The following is a list of many of the tools that we've found to be very useful.

NT Resource Kit:

Srvinfo: A very useful utility to look at services on a remote machine from the command line.

Shortcut: Allows us to copy .lnk files to the right places without remaining linked to the source location.

Windiff: A graphical comparison tool that can be used to look directory differences.

Instsrv: Allows installation of services from the command line.

rkillsrv: Allows processes to be killed remotely.

rconsole: Remote console for NT.

setupmgr: GUI used to create a base answer file for the unattended setup. We had to do a lot of tuning to this file to get it to be really useful.

NT Rollout tools:

Sysdiff: Creates snapshots and difference databases of a machine after software is installed.
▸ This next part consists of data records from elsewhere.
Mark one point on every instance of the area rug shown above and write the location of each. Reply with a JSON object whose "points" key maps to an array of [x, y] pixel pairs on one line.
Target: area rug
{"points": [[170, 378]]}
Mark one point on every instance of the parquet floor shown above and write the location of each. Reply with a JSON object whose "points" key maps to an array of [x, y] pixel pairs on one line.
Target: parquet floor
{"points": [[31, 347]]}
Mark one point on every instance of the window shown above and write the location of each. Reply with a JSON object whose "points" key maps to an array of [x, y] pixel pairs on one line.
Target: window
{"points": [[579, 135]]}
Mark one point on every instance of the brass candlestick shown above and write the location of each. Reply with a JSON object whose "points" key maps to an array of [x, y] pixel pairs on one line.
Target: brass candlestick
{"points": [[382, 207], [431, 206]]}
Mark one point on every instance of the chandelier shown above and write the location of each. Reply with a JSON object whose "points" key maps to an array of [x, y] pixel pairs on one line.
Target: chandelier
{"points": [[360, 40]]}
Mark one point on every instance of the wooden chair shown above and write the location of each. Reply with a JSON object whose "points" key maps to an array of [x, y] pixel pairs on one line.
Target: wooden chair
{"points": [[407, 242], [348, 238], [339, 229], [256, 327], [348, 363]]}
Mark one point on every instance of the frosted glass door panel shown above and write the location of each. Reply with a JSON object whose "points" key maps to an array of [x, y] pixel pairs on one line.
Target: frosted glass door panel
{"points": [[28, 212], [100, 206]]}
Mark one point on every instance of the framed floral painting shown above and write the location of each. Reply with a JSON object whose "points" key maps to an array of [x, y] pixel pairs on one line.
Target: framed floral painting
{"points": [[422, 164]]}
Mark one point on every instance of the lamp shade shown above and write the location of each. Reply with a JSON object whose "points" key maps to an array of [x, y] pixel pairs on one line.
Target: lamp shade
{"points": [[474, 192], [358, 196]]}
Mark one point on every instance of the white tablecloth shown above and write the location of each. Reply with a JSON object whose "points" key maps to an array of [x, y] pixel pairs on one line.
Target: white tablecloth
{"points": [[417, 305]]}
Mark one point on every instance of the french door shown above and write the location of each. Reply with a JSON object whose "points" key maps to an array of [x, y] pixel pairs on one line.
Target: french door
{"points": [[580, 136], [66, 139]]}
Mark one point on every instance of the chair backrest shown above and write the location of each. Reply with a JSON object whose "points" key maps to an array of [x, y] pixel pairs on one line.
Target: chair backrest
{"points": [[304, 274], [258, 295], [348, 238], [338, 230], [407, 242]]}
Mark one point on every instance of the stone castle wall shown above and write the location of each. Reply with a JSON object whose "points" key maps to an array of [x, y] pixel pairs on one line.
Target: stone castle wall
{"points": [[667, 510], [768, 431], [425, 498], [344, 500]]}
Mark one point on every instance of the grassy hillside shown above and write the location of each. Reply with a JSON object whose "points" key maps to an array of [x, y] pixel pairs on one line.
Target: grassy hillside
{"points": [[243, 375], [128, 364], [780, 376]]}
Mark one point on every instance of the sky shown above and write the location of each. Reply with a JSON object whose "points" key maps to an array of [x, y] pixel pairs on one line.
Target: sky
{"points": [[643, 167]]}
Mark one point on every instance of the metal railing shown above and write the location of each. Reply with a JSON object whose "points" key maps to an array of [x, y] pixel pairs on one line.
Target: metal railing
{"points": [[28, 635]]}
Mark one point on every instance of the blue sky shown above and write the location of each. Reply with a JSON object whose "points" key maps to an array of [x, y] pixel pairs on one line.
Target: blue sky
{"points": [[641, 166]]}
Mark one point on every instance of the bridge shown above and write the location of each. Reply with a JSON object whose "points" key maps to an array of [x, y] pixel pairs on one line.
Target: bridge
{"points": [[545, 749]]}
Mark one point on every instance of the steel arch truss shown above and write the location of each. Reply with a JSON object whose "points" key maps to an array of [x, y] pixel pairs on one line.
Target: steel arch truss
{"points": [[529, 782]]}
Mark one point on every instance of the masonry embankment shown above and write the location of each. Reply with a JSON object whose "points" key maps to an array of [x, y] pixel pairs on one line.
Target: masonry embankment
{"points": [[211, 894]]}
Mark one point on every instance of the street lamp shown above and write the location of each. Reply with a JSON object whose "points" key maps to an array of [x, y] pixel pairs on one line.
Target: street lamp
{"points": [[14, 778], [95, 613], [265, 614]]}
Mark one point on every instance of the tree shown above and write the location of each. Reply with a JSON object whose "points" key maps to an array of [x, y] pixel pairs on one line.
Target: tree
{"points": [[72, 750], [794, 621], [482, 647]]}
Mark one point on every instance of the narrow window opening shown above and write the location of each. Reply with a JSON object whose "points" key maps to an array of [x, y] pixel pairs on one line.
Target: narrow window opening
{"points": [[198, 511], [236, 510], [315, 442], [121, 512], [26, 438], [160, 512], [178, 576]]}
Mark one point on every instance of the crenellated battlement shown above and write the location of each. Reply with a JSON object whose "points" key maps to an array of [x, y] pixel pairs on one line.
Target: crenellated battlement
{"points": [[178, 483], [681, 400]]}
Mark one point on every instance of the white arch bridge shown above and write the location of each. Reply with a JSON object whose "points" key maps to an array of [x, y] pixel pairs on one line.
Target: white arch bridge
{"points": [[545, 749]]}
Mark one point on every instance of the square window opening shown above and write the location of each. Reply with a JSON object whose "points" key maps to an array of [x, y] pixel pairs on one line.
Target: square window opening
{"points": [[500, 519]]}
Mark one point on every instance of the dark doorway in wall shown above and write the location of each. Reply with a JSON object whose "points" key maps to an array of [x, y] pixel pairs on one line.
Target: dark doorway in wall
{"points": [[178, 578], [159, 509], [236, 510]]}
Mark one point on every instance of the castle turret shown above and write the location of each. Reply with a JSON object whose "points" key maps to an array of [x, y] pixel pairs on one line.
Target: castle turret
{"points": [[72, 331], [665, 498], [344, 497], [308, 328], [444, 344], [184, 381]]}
IEAK: Internet Explorer administrator kit. It creates a custom distribution, which can then be installed in unattended mode.

ORK: Office resource kit. Same function as the IEAK, but for MS Office.

Winnt: This is the NT installer that comes on the NT 4.0 CD. We use it to install NT in unattended mode.

regedit: Merges registry edits into the machine registry.

NT Services:

Dfs: Lets us create a single distribution location, spread over multiple disks and multiple servers.

SMS: SMS provides a database of clients on the network, along with the ability to schedule commands for execution across the clients. Also includes software auditing and remote control.

SMS Package Command Manager: This service comes with BackOffice resource kit and allows SMS jobs to run unattended.

DHCP Server: We use DHCP to get the machine onto the network initially, without having to assign an IP address at build time. Once the machine is built, we use DHCP to assign a specific IP address to it, by getting the MAC address from SMS.

Scheduler Service: Can be used to run jobs remotely, however there are security issues regarding 'system' account.

Other Microsoft Tools:

DOS 6.22: Boot disks need to be DOS 6.22 in order to fit all required files on it. Windows95 or 98 system files take up too much room.

MSLANMAN: We use LAN Manager for DOS to copy the NT files onto the workstation disk.

MSDN CDs: Incredibly useful for getting the latest information, especially pertaining to the reduced TCO initiatives from Microsoft.

Windows Development Tools:

Visual Basic: We use VB to run queries on the SMS database, and create automated installations for applications that don't have an unattended install option.

Third party:

Ataman rsh: Execute commands remotely on machines.

Perl5: We use the Activeware version. Without this we would be sunk, or at least very unhappy.